For $5 a month you can buy a server with enough memory to install WordPress (cheaper if you don’t need WordPress)

Vultr is great. Vultr does have ready to go servers that you can deploy that have WordPress all set up.

wordpress-template

The Vultr template above does use the Centos OS (read my guide setting up Centos on a different service provider here) but I prefer to manually setup a server with Ubuntu 16.04 OS on Vultr.

Wih a $5 server you can do what you want with it.  I have blogged before about setting up your own Server. e.g Installing Centos and Ubuntu server on Digital Ocean.  Digital Ocean does not have data centres in Australia and this kills scalabilityAWS is good but 4x the price of Vultr. I have blogged about setting up and AWS server here (and upgrading an AWS instance). I tried to check out Alibaba Cloud but the verification process was broken so I decided to check our Vultr.

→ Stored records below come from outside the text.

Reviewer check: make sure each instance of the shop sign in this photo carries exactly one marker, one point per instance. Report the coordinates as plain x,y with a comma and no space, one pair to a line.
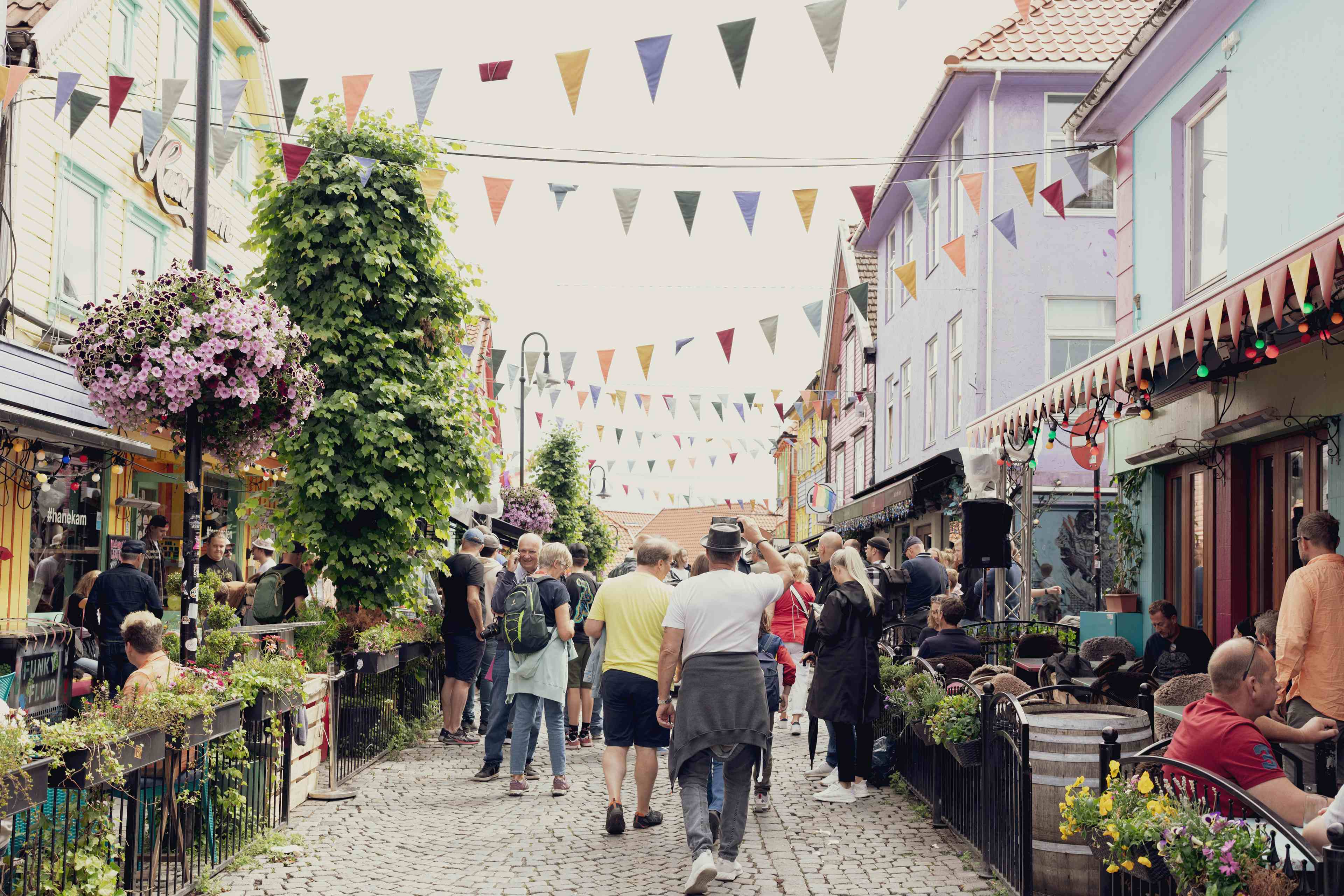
174,189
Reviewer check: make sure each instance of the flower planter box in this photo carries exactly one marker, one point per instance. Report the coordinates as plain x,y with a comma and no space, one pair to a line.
269,705
26,796
83,769
371,663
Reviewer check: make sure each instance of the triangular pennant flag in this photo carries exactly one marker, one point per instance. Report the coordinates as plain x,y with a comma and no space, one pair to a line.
496,190
224,143
118,89
687,201
920,197
230,94
726,342
366,168
1078,163
572,75
1007,225
807,201
863,198
748,202
771,327
1054,195
561,190
654,53
737,41
424,83
956,250
1027,178
827,16
354,88
432,182
291,96
627,198
906,274
814,312
151,130
974,184
66,84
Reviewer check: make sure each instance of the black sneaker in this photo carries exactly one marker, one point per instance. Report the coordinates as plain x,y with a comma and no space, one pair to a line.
616,819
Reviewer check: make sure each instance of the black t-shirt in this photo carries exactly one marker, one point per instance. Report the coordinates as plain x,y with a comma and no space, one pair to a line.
464,570
582,589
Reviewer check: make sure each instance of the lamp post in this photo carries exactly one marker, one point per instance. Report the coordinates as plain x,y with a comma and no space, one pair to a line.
604,493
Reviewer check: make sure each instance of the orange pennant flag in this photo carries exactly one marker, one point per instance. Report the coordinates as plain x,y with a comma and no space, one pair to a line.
958,253
496,189
974,184
355,89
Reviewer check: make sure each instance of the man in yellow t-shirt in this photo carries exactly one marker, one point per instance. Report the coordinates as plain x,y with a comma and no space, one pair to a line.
630,609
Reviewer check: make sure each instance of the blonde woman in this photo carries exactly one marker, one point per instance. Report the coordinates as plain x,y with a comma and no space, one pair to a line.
846,690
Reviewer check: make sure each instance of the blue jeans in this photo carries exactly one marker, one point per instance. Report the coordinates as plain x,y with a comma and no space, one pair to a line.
525,731
502,715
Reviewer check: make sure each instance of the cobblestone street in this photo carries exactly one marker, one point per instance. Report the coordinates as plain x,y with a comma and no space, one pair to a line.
420,827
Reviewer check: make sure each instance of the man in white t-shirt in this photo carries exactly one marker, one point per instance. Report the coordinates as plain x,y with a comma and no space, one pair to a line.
713,626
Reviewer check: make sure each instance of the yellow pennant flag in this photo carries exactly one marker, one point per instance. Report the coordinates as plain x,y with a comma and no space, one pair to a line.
1027,178
572,73
646,357
807,201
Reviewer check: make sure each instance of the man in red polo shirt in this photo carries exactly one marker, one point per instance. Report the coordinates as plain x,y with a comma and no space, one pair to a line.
1227,733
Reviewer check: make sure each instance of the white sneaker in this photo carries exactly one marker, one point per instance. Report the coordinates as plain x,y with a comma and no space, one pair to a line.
726,870
835,794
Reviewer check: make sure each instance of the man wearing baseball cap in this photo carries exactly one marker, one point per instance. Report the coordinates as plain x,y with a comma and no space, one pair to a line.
115,596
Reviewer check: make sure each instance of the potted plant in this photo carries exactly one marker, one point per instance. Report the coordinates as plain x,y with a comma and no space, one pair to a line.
1129,539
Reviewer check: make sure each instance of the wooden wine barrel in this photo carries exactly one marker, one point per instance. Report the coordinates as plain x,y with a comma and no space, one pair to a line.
1065,742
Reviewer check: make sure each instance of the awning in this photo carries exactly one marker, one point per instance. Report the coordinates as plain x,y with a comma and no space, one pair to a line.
1265,293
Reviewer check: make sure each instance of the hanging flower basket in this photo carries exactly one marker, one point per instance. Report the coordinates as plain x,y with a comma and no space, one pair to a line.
193,338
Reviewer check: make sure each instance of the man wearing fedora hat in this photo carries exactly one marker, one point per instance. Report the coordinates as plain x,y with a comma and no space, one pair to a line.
712,628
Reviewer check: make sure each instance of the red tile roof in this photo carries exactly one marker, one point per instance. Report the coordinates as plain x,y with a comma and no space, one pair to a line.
1059,31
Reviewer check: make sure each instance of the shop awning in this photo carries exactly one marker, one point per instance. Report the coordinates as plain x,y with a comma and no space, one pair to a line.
1267,293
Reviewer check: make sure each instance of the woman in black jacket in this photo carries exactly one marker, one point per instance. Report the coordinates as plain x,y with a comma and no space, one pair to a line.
846,690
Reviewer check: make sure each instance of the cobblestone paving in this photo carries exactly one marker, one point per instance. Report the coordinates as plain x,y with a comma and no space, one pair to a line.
420,827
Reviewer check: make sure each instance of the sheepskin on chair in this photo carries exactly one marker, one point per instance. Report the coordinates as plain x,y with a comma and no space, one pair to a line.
1181,691
1097,649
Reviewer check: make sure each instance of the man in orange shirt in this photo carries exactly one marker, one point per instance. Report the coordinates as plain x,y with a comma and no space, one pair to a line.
1311,626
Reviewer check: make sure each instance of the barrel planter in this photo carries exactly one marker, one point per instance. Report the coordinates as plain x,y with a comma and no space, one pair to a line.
1065,743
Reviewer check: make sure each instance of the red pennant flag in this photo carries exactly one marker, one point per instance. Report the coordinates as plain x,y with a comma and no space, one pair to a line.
1056,197
726,342
295,158
118,89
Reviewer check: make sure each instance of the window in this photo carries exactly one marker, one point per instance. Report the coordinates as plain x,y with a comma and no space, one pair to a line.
891,420
1206,184
933,226
955,375
1076,330
905,410
931,390
1099,194
956,148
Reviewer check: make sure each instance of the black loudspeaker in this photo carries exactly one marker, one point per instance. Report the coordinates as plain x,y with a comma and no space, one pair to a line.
986,526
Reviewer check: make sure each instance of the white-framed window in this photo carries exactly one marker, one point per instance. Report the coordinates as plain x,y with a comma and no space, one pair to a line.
958,149
905,410
933,226
955,378
931,391
1206,191
1077,327
1100,195
891,420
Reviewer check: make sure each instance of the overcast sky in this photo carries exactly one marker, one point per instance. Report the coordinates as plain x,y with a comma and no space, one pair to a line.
573,274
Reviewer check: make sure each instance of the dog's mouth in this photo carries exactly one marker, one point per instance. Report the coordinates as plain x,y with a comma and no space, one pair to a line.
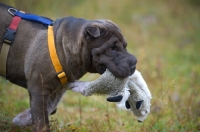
101,69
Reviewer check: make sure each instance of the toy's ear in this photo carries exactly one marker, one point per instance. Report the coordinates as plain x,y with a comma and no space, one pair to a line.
128,106
139,104
115,98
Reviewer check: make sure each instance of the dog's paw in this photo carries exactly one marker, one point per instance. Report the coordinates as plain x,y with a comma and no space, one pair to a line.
23,119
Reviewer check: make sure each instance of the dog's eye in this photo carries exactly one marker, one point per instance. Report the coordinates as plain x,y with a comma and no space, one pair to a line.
113,49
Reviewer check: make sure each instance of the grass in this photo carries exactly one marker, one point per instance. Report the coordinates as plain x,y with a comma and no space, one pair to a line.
163,35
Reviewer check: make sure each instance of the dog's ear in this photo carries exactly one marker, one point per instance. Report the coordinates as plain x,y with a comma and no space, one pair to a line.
93,31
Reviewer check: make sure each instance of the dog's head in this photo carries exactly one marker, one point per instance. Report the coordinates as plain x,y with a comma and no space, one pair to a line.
108,48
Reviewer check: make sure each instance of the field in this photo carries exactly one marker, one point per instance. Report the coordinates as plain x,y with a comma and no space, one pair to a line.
165,38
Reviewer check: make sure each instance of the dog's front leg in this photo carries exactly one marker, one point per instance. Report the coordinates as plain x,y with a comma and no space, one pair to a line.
39,113
38,103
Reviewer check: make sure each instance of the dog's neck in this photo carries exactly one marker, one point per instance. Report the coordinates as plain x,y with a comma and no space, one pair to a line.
70,47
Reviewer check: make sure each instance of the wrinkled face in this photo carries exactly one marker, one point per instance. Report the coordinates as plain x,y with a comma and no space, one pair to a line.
108,49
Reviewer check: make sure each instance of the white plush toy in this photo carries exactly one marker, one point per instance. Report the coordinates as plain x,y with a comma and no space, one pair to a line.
131,93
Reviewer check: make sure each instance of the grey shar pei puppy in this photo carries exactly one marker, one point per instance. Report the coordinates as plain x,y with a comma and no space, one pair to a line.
82,46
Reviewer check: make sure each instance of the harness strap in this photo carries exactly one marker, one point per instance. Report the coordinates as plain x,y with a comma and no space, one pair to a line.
54,57
8,39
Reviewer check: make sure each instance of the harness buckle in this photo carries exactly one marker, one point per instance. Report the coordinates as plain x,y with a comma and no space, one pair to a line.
61,74
9,36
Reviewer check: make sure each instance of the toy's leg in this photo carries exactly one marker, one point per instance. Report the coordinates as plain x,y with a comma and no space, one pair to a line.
78,86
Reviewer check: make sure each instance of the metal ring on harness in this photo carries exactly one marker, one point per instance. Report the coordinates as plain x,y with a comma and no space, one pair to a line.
12,9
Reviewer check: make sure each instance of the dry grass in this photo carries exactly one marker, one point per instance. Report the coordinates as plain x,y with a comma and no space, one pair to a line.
163,35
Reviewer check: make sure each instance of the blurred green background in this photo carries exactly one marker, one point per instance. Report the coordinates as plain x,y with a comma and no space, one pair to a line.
164,35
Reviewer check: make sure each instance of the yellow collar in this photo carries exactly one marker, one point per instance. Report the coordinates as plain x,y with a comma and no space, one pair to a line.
54,57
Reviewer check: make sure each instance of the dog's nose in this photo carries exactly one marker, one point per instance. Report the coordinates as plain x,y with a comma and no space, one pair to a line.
133,67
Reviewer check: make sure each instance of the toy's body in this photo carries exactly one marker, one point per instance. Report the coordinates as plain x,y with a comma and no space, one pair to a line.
131,93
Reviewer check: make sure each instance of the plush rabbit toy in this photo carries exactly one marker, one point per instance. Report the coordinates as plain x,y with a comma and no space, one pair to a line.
131,93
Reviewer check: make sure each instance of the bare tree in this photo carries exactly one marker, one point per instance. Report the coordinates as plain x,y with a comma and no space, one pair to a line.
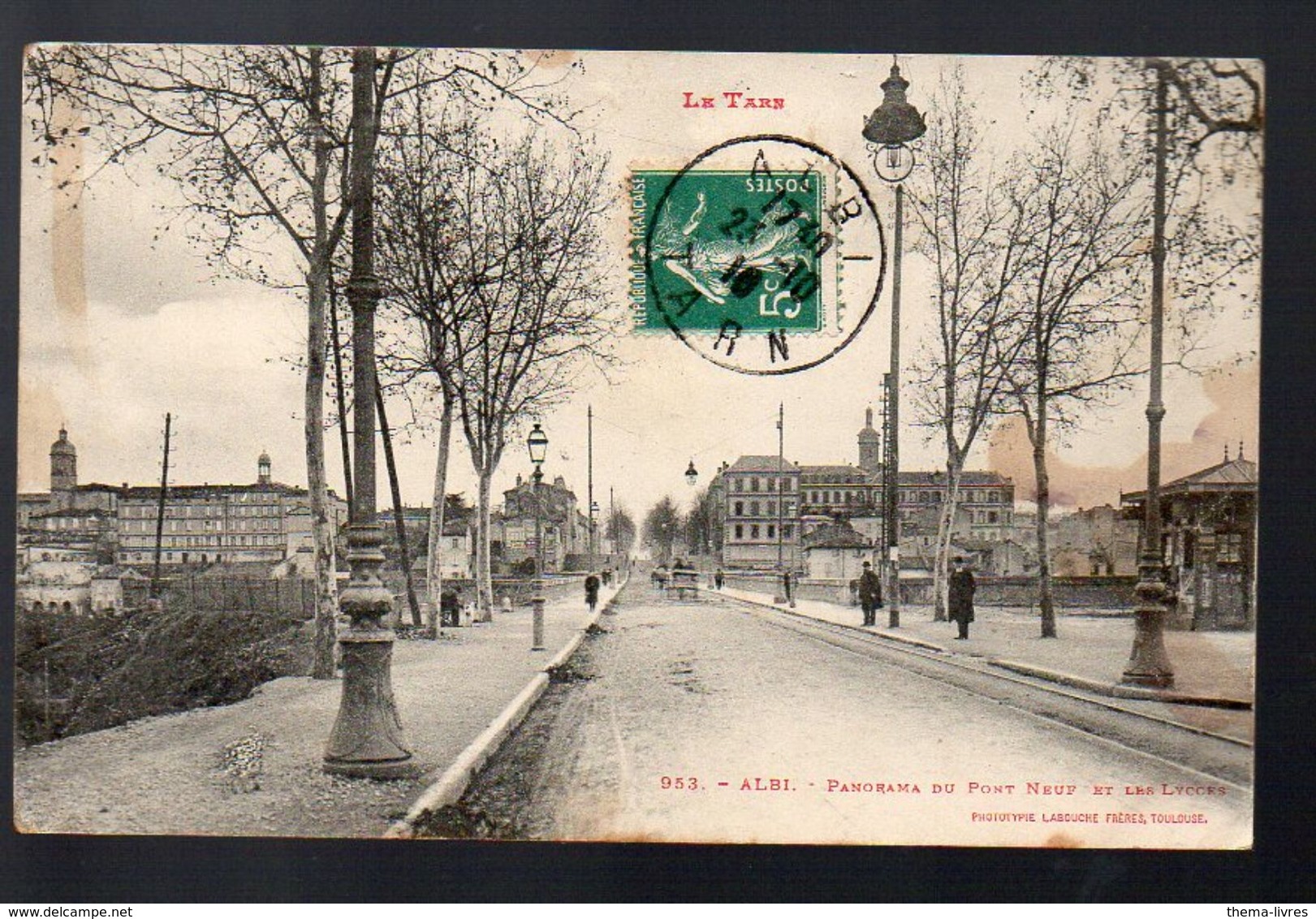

Manual Setup of Vultr on an Ubuntu 16.04 server

  • Deploy a Vultr Server – Guide here  ($2.5/m to New Jersey or Florida or $5/m to Sydney,  I would recommend you opt in for the auto backup for $0.50c/m and $1/m respectively).
  • Setup NGINX.
  • Setup PHP and PHP-FPM (see guide above), consider adding PHP child workers.
  • Setup and secure MySQL (see guide above), create a database for WordPress to use.
  • Instal Adminder MySQL GUI (guide here).
  • Setup a free Lets Encrypt SSL certificate (guide here).
  • Install WordPress (and Jetpack plugin).
  • Install WordPress CLI.
  • Instal the WooCommerce Storefront WordPress Theme.
  • Install WooCommerce Plugin.
  • Secure Ubuntu.
  • Also consider linking your domain to Cloudflare to boost performance, scanning your site with Qualys Freescan and OWASP ZAP).
  • Consider setting up a WordPress image compressor and CDN plugin. like EWWW.io

Manual WooCommerce Plugin Setup

Once you setup Woocommerce you can setup the store defaults. Goto the WordPress dashboard and click WooCommerce Settings

Woo Commerce Settings

Settings – General

General

  • Set Address, City and State and Postcode
  • Set allowed countries to sell in (e.g Australia)
  • Set allowed countries to ship items to (e.g Australia)
  • Set Enable Taxes
  • Set Currency
  • etc

Settings – Products

Products

  • Set Weight
  • Set Dimensions
  • Enable Product Reviews
  • Enable Star Ratings on Reviews
  • etc

Settings – Shipping

Shipping

  • Enable Shipping Calculator
  • Add Shipping Classes
  • Shipping Zones
  • etc.

Settings – Checkout

Settings checkout

  • Force Secure Checkup
  • Create a Terms and Conditions page (and set).
  • etc

Settings – Account

Accounts

  • Set Account Options
  • etc

Settings – Emails

Emails

  • Set Email Preferences
  • Set Email Header Image
  • Set Email Colour
  • Set Footer Text
  • etc

Settings – API

API

  • API can be disabled if you don’t need it.

Optional Actions

  • Setup Yoast Plugin
  • Setup other plugins

 

Instaling a Woo Commerce Child Theme

Goto https://woocommerce.com/product-category/themes/storefront-child-theme-themes/ and choose a theme.

Themes

Purchase and Install the desired child theme (I uploaded it to my /wp-content/themes/ folder with forklift). I chose a free deli theme.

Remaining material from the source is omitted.